It is easy to find examples online on how to deal with conditional branching in SIMD C++ code, by using comparison intrinsics and masking. What I don't quite get, however, is what is the most efficient (including a special care with memory allocation and cache misses) way of conditionally return only part of the results generated by a calculation done with SIMD instead of all results.
For instance, suppose we have two float containers, a
and b
, each with size N
, and to give a simple example, we just want a function that iterates over their values and sum they together. However, the function has to return only the results that were greater than zero.
Let's start by including what need:
#include <vector>
#include <random>
using namespace std;
Now, suppose that these are the two containers a
and b
of size N
:
N = 10000;
vector<float> a(N);
vector<float> b(N);
default_random_engine randomGenerator(time(0));
uniform_real_distribution<float> diceroll(-1.0f, 1.0f);
for(int i-0; i<N; i++)
{
a[i] = diceroll(randomGenerator);
b[i] = diceroll(randomGenerator);
}
Next, a simple SIMD code for our function that just sums a
and b
together and returns all results could be:
vector<float> ourfunction( vector<float> _a, vector<float> _b )
{
vector<float> results(N);
const int aligendN = N - N % 4;
for (int i = 0; i < alignedN; i+=4) {
__m128 _a = _mm_load_ps(&a[i]);
__m128 _b = _mm_load_ps(&b[i]);
_mm_store_ps(results[i], _mm_add_ps(_a, _b));
}
return results;
}
Now, what if we want the function to return only the results that ended up being greater than zero? Sure, I see that we could just iterate over the vector<float> results
and delete its elements that are lower or equal zero, or copy its elements that are greater than zero to a new temporary container and then return this one.

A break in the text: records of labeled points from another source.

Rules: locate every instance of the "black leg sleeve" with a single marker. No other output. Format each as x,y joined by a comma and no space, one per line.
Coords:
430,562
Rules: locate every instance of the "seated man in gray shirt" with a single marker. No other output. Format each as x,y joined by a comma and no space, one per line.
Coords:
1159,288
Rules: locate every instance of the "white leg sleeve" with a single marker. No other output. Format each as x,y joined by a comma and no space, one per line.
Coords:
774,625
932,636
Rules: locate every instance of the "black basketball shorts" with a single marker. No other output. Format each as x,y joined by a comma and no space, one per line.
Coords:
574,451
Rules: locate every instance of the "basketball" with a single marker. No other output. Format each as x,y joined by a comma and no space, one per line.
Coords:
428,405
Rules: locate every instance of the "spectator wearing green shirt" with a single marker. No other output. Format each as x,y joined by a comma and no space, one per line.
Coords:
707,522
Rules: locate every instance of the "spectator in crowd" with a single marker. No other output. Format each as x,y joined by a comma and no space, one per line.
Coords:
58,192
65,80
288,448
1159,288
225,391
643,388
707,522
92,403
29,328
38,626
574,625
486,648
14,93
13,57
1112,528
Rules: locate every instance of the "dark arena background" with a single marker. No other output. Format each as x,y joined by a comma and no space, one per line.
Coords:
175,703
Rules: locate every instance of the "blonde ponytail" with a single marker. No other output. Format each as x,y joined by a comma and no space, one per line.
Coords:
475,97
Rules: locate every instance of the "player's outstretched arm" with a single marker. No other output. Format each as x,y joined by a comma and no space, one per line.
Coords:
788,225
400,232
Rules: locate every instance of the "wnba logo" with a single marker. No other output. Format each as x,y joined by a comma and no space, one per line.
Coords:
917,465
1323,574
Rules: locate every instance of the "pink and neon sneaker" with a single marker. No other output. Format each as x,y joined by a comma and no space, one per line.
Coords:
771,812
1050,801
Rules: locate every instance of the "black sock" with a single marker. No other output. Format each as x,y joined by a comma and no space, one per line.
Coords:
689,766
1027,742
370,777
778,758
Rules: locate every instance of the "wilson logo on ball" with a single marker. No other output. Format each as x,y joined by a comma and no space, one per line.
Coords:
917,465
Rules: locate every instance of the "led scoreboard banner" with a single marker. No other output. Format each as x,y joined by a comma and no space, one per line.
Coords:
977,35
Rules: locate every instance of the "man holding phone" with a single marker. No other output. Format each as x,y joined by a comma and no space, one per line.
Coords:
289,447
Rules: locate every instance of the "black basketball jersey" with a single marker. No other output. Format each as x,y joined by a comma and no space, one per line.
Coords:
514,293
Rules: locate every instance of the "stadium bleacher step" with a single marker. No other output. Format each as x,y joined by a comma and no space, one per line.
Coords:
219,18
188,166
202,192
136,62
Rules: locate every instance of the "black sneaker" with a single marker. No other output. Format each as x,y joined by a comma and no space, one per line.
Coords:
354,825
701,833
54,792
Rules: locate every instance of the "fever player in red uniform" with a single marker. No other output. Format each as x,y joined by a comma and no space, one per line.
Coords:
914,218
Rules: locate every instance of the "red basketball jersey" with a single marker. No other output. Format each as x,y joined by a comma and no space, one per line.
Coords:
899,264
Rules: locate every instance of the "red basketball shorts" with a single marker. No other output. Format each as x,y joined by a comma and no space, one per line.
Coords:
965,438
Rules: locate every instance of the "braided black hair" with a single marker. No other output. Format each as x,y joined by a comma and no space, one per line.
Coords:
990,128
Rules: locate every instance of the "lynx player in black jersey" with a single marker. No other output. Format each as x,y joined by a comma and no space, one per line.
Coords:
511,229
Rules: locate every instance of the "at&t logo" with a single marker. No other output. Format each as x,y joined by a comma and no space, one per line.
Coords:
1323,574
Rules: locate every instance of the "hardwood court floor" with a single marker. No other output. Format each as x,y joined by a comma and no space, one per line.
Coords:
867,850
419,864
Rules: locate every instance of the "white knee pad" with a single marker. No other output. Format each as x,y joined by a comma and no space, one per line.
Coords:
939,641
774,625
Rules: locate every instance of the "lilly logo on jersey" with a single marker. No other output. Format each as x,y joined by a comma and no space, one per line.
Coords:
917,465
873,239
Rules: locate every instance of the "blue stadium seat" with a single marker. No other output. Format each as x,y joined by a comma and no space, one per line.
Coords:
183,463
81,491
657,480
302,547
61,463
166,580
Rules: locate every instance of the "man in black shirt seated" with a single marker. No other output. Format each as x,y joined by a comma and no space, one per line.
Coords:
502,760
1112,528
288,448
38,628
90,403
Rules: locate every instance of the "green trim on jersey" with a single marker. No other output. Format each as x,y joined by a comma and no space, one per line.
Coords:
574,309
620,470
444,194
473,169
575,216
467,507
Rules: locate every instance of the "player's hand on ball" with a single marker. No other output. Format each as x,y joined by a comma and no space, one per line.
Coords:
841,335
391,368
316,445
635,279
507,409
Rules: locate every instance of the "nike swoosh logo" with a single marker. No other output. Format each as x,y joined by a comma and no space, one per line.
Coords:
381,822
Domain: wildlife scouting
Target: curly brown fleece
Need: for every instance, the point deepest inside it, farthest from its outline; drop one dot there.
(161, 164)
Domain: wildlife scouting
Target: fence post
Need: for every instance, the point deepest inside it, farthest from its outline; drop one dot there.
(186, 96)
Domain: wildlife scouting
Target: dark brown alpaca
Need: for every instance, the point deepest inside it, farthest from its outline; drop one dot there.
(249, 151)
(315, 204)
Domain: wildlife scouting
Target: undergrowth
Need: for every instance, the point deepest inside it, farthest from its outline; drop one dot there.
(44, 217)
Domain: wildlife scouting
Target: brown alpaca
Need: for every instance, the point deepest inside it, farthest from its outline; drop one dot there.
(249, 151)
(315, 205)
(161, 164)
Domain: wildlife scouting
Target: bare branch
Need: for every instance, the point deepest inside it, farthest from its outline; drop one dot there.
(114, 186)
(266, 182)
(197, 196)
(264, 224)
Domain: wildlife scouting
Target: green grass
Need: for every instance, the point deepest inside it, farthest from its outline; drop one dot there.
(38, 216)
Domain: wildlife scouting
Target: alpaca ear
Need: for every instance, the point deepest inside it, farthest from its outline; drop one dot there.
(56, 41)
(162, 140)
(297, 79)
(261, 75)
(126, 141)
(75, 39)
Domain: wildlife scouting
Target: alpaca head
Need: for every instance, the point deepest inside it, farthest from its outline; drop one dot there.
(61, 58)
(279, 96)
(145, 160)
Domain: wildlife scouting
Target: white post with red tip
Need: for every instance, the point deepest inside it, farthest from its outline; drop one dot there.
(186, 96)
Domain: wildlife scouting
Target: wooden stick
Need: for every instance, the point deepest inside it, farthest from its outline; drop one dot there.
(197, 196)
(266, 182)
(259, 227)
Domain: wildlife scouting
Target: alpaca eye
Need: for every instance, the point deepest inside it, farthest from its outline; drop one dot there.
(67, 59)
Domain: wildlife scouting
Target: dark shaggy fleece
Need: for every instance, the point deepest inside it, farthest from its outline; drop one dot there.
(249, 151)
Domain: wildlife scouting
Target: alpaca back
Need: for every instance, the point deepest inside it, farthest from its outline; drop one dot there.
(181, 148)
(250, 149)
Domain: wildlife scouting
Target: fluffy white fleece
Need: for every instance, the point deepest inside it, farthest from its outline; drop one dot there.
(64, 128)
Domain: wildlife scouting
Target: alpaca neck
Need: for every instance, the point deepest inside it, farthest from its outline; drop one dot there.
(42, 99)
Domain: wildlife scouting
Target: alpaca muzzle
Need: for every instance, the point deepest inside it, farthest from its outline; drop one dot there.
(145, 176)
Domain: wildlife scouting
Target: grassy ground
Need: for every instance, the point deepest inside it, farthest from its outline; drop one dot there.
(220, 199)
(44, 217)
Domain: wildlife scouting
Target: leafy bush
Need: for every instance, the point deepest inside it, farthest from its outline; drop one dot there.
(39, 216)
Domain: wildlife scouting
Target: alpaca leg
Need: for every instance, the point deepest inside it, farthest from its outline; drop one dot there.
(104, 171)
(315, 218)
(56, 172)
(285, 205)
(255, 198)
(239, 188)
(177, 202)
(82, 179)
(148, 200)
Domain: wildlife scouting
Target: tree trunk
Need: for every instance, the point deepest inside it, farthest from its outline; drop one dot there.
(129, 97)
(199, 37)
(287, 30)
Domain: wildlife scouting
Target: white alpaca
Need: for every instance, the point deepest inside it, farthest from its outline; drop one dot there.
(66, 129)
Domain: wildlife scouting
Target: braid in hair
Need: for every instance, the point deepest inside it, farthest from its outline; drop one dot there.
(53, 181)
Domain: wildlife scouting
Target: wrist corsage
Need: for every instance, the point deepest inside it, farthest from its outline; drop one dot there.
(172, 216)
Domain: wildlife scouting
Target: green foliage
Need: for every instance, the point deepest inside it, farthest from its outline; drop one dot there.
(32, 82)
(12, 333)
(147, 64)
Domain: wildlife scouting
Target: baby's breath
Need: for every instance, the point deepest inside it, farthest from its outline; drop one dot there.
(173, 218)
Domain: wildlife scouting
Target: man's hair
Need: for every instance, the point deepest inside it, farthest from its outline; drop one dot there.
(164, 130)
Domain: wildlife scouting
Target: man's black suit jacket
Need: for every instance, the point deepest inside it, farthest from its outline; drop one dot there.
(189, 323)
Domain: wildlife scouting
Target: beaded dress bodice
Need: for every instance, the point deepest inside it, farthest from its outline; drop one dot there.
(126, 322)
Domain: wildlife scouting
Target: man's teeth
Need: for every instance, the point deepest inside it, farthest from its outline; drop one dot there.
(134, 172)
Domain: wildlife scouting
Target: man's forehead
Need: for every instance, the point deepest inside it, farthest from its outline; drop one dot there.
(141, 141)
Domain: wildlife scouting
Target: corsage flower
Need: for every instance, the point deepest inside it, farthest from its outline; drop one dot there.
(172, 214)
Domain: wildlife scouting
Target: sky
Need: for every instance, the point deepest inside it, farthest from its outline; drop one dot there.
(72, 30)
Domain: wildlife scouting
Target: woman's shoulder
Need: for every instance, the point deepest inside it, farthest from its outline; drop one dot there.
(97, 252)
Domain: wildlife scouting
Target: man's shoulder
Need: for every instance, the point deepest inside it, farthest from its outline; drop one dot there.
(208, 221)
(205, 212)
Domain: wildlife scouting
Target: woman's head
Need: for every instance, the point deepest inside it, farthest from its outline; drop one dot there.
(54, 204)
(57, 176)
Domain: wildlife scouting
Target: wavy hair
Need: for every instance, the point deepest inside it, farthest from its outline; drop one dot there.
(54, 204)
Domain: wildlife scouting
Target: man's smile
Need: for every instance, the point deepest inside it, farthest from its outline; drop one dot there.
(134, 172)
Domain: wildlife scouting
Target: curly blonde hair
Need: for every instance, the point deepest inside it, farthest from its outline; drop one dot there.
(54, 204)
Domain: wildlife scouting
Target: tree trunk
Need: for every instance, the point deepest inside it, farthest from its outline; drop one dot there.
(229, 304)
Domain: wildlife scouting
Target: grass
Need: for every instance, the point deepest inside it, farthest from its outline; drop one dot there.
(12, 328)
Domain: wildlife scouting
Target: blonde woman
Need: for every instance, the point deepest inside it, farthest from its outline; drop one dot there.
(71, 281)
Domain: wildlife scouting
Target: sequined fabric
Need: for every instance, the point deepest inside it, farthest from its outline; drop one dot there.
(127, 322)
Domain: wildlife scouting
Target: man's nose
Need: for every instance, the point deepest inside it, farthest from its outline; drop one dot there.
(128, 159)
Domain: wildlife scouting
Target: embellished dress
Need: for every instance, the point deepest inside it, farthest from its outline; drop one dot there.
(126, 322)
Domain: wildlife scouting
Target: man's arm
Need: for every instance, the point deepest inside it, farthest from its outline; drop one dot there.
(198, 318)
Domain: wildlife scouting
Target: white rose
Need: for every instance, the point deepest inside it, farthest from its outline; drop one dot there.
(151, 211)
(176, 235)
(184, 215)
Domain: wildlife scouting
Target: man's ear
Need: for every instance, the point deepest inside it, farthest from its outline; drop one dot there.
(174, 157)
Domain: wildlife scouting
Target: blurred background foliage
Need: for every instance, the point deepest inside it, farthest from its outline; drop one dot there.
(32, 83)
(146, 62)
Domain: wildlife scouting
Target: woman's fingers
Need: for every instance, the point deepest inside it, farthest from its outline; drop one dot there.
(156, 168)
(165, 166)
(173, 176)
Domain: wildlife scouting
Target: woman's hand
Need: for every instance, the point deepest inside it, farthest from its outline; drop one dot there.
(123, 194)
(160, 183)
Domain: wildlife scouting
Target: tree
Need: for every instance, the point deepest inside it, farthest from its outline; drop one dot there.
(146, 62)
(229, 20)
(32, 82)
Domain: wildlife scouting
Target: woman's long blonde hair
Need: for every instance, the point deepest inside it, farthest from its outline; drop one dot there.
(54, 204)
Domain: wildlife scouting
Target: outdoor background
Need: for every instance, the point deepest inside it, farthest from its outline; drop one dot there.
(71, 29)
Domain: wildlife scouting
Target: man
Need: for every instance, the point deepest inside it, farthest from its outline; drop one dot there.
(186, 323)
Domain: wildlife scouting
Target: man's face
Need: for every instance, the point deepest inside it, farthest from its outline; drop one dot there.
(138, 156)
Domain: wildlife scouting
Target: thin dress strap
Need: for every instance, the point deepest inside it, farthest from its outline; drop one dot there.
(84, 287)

But these seem to be really cumbersome solutions and they are certainly quite inefficient. Thus, my question: what is the correct or most efficient way to do that? It is, to retrieve only some results from a calculation done with SIMD instead of all?
I'm interested in instruction sets from SSE2 to AVX2 (or even future stuff like AVX512), since CPU-dispatching is an option for my use-case.